- Born: 1921 Ying County, Shanxi, Republic of China
- Died: August 17, 2013 (aged 91) Beijing, China

Academic background
- Alma mater: National Chekiang University

Academic work
- Discipline: English grammar
- Institutions: Beijing Foreign Studies University

= Bo Bing (academic) =

Bo Bing (薄冰 (薄冰, Bó Bīng); born 1921 in Ying County, Shanxi, China; died August 17, 2013, in Beijing) was a Chinese English grammar academic and a professor at the Beijing Foreign Studies University.
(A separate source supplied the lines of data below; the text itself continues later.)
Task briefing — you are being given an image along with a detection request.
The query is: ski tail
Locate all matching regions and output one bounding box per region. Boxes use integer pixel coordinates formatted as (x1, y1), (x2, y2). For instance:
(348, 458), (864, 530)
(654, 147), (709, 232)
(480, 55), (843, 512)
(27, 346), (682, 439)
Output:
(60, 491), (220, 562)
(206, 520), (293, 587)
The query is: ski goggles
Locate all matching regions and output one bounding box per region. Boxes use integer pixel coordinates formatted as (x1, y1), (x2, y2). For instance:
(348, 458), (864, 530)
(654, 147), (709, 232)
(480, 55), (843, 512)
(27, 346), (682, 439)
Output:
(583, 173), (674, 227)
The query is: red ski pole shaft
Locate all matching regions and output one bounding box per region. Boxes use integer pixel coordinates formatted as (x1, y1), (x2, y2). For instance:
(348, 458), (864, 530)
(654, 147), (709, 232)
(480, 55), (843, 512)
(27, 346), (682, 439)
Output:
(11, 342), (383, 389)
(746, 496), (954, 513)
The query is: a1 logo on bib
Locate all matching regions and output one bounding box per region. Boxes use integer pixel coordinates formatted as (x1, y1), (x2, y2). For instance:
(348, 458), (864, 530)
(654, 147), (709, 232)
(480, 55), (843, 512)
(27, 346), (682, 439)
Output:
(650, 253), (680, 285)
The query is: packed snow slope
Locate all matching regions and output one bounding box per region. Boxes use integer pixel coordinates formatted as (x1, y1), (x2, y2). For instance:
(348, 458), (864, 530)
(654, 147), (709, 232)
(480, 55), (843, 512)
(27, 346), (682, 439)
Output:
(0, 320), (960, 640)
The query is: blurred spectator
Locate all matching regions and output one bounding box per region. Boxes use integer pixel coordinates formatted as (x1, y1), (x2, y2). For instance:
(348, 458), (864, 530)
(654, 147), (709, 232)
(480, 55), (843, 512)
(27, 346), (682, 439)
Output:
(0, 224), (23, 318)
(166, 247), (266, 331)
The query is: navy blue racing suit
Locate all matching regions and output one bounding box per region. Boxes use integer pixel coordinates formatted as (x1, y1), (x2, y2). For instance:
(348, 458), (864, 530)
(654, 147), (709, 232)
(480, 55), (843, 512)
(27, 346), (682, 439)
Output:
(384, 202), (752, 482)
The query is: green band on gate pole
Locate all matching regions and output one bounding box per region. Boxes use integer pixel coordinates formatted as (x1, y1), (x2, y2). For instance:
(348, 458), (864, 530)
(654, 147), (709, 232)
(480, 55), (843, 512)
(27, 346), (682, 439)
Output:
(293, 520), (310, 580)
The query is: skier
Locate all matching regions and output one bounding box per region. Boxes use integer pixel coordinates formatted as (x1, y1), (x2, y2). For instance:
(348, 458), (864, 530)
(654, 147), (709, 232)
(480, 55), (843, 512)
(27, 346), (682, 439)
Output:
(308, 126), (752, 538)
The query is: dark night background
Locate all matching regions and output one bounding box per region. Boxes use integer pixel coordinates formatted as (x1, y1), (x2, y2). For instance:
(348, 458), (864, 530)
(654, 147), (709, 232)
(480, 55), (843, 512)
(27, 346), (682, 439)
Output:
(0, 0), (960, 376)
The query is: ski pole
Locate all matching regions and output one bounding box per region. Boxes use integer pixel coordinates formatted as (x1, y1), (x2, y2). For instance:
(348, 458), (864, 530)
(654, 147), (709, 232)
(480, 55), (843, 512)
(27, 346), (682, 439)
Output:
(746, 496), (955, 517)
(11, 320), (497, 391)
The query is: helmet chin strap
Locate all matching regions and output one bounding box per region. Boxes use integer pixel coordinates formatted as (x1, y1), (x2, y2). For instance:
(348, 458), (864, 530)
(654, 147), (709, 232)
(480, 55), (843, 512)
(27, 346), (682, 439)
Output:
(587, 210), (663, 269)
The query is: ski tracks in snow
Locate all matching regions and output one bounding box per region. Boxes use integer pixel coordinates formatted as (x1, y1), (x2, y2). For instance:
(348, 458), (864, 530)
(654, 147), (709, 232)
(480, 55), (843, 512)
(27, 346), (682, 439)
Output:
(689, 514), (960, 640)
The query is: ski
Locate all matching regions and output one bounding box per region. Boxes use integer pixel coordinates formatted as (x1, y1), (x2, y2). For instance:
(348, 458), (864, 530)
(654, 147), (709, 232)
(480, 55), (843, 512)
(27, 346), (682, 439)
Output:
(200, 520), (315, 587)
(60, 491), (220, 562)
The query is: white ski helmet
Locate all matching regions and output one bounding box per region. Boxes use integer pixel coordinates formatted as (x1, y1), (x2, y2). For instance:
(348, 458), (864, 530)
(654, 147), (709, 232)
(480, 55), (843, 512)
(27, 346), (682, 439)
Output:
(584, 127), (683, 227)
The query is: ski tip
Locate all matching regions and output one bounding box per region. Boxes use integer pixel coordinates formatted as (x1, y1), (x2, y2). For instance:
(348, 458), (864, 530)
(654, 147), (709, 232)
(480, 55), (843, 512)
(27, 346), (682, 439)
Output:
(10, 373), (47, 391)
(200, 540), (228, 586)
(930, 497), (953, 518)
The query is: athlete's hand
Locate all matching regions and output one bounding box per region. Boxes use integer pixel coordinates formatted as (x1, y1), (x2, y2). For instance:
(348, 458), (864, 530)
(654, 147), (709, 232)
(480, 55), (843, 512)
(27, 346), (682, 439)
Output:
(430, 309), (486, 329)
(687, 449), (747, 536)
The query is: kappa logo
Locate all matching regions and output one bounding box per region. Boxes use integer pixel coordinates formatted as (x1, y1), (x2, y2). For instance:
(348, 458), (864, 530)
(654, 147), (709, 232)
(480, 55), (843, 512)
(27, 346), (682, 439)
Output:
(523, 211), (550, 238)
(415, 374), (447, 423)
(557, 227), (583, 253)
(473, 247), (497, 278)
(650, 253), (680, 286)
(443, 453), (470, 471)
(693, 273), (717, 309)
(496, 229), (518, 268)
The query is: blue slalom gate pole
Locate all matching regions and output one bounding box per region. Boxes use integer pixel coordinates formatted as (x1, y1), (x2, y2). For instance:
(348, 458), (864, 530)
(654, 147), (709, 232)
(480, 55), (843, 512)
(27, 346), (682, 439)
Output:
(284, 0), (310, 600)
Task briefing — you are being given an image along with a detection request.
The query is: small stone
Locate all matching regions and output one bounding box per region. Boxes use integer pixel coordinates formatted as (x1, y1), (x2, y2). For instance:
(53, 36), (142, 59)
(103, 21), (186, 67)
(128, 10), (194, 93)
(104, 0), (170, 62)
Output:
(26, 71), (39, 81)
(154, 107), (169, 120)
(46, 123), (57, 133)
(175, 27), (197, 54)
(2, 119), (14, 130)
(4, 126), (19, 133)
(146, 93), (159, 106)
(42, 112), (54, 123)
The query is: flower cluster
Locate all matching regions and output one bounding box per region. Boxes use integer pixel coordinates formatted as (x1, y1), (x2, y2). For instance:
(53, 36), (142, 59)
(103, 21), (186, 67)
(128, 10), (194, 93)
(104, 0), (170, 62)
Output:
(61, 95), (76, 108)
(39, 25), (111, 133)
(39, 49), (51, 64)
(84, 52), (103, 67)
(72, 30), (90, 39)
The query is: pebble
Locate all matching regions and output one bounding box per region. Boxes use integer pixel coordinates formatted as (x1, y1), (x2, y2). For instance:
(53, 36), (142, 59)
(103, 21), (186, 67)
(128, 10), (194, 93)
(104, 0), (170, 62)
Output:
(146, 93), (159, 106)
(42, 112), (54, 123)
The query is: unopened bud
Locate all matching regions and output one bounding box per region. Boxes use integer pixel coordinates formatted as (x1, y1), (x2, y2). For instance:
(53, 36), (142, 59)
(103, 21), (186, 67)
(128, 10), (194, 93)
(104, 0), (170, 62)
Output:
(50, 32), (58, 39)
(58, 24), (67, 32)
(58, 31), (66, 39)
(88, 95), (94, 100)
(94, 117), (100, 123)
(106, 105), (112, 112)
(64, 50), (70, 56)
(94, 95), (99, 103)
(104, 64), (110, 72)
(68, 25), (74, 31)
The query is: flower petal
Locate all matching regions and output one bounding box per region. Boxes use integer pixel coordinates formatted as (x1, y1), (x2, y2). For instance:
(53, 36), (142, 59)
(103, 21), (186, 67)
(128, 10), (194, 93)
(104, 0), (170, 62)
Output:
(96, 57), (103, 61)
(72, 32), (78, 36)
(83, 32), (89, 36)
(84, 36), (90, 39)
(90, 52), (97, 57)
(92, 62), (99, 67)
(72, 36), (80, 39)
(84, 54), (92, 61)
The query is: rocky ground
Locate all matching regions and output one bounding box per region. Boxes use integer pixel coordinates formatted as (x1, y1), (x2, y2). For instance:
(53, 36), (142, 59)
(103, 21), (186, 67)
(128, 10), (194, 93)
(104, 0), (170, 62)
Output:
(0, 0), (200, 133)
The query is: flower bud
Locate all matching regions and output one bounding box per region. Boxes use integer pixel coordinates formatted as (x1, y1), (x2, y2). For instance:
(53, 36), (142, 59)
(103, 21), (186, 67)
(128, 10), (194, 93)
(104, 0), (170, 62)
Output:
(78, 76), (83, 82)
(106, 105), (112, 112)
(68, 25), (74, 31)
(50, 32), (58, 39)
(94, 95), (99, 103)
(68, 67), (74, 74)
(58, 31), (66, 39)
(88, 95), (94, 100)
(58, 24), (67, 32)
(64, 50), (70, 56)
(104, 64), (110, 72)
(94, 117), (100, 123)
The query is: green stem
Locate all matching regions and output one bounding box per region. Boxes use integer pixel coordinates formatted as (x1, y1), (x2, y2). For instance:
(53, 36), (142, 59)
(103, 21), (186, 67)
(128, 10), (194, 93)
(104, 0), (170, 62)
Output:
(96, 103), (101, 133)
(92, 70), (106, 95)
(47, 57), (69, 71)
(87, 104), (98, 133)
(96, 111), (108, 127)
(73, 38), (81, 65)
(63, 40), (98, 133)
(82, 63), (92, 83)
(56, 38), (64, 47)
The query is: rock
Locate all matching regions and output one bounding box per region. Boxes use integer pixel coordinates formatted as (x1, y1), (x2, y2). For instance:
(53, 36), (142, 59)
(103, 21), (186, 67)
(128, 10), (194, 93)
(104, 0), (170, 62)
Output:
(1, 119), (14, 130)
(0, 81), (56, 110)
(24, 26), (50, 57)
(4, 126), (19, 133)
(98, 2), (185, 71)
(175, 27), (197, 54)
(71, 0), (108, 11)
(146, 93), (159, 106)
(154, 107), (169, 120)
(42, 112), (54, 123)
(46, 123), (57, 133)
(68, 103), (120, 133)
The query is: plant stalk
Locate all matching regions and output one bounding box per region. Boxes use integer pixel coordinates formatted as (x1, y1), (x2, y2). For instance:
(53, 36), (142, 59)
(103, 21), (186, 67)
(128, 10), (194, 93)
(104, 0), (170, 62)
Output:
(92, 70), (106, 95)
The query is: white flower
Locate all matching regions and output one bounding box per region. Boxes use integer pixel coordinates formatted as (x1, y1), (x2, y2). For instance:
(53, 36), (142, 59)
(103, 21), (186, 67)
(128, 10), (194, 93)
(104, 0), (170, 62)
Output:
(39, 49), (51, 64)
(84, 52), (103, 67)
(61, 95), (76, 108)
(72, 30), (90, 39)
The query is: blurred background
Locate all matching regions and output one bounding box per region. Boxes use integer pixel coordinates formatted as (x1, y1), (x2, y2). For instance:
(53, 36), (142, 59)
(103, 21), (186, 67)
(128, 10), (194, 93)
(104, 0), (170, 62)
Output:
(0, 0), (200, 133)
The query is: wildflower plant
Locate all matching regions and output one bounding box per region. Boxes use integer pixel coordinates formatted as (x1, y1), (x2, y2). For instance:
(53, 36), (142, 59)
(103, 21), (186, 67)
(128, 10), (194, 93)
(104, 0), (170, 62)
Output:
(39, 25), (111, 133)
Bo was best known for his series of textbooks on English grammar for English learners.

==Career==
Bo graduated from the department of foreign languages at the then-National Chekiang University in 1947. He started his English teaching career at Shanghai Occupational School, teaching until 1949, when he returned to his studies at the North China Evolution University until 1950. He joined the English department at the Beijing Foreign Language Institute in 1950, and remained with the institute till his death.

Bo enjoyed a special allowance from the State Council from 1992.

In 1998, Kaiming Press published Bo Bing English Grammar, the first of his series of textbooks on English grammar. Due to unauthorized distribution of these books, Bo sued a number of publishers.

==Death==
Bo died in Beijing on August 17, 2013, due to respiratory failure.